Fighting Napoleon: Guerillas, Bandits and Adventurers in Spain 1808-1814,
by Charles J. Esdaile
2004, Yale University Press.
“If emphasising the importance of the guerillas fitted in with a variety of national needs and preoccupations, it was also convenient in another sense, for it dovetailed all too neatly with the laziness and incapacity that have often characterized the historiography of the Peninsular War.” [p. 1]
I’m no academic, but to my ears them’s fightin’ words. Indeed, the tone of much of this excellent book is combative and brash. In part this is because Esdaile is taking on a deeply entrenched tradition. Namely, that the guerillas in Spain represented the “nation-in arms” and that these spontaneous risings were one of, if not the, major cause of the French defeat in Iberia.

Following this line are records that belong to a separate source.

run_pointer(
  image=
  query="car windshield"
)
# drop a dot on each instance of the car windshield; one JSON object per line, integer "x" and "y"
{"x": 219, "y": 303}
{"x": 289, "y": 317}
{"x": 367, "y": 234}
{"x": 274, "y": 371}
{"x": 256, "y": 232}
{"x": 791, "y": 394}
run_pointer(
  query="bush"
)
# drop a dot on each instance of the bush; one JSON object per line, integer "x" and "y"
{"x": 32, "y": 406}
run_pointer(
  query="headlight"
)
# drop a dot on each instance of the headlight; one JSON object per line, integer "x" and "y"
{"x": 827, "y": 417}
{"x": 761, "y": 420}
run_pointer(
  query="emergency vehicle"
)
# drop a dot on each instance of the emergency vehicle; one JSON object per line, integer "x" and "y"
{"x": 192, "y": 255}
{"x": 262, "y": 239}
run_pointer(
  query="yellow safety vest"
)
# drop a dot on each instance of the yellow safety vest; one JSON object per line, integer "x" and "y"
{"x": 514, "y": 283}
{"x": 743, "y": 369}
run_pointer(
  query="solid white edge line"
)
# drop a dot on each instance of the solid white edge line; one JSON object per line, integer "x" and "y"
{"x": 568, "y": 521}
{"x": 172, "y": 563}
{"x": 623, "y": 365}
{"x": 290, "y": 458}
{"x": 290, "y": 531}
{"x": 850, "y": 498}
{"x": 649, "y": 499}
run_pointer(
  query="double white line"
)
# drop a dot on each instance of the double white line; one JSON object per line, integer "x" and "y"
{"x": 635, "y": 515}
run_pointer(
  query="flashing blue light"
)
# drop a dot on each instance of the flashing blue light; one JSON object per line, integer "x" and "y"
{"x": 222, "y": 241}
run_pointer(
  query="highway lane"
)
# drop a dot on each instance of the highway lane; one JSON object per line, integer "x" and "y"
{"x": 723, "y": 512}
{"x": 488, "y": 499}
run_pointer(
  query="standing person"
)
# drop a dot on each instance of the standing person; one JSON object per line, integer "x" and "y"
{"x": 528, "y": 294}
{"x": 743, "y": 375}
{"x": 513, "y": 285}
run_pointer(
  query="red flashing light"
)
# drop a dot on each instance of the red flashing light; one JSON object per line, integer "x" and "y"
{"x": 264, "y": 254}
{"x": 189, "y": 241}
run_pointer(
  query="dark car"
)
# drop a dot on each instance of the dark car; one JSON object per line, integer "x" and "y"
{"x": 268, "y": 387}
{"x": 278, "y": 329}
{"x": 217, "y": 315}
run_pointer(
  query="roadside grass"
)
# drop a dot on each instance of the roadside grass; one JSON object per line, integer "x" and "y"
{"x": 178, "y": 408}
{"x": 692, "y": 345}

This is a challenging book, because many of the documents, events, and analyses will be familiar to students of the Peninsular War. The challenge arises from the new interpretation given to all of this data. Of course, Esdaile brings substantial new information to the table. Yet overall, this book offers a new way of reading the evidence. What emerges is a highly complex picture of what we now call the guerilla war.
The most challenging theme of the book is that the patriotic motive supposed to fuel the guerilla war has been so grossly overstated. The May rising and the defense of Zaragossa are the highly touted examples of Spanish patriotism. Yet, as Esdaile points out, after these two well known events, other evidence of Spanish patriotism of this kind is hard to find. Enlistment was always slow and desertion rampant. Despite a lot of posturing, the citizens of Madrid surrendered very quickly. Most local populations simply wanted to be left alone. There are even numerous examples of Spaniards asking for aid from the French in putting down local guerillas.
Even our image of the guerilla is a romantic creation, Esdaile argues. As they gained experience true guerilla bands adopted drill, uniforms, and linear tactics. Many so-called guerilla bands were, in fact, regular troops created when their parent armies or organizations were smashed. The image of the exotically dressed band firing from behind rocks and trees is more propaganda than portrait.
And, as Esdaile notes, further confusion may be a result of the ambiguous use of the word guerilla. First, the French used the same word for guerillas as well as bandits, making it hard to sort out one from the other in their documents. Second, the word describes both a kind of irregular force, as well as a kind of tactic. Thus even reading reports requires very careful thought and analysis. A guerilla campaign may have been carried out by regular troops using specific tactics – attacking couriers and outposts, and so on. A more regular assault may have been carried out by irregular guerilla troops. Indeed, the guerillas even carried out several “sieges” (lacking artillery they were mostly unsuccessful – not having time to wait on starvation).
There is a great deal more to the book, and I heartily recommend it. It will certainly not be the last word on the subject. Indeed, it is barely the first. But then, many wars have begun with a smaller opening salvo than Esdaile provides here. But if you have an interest in the subject, and will read with an open mind, you will be amply rewarded.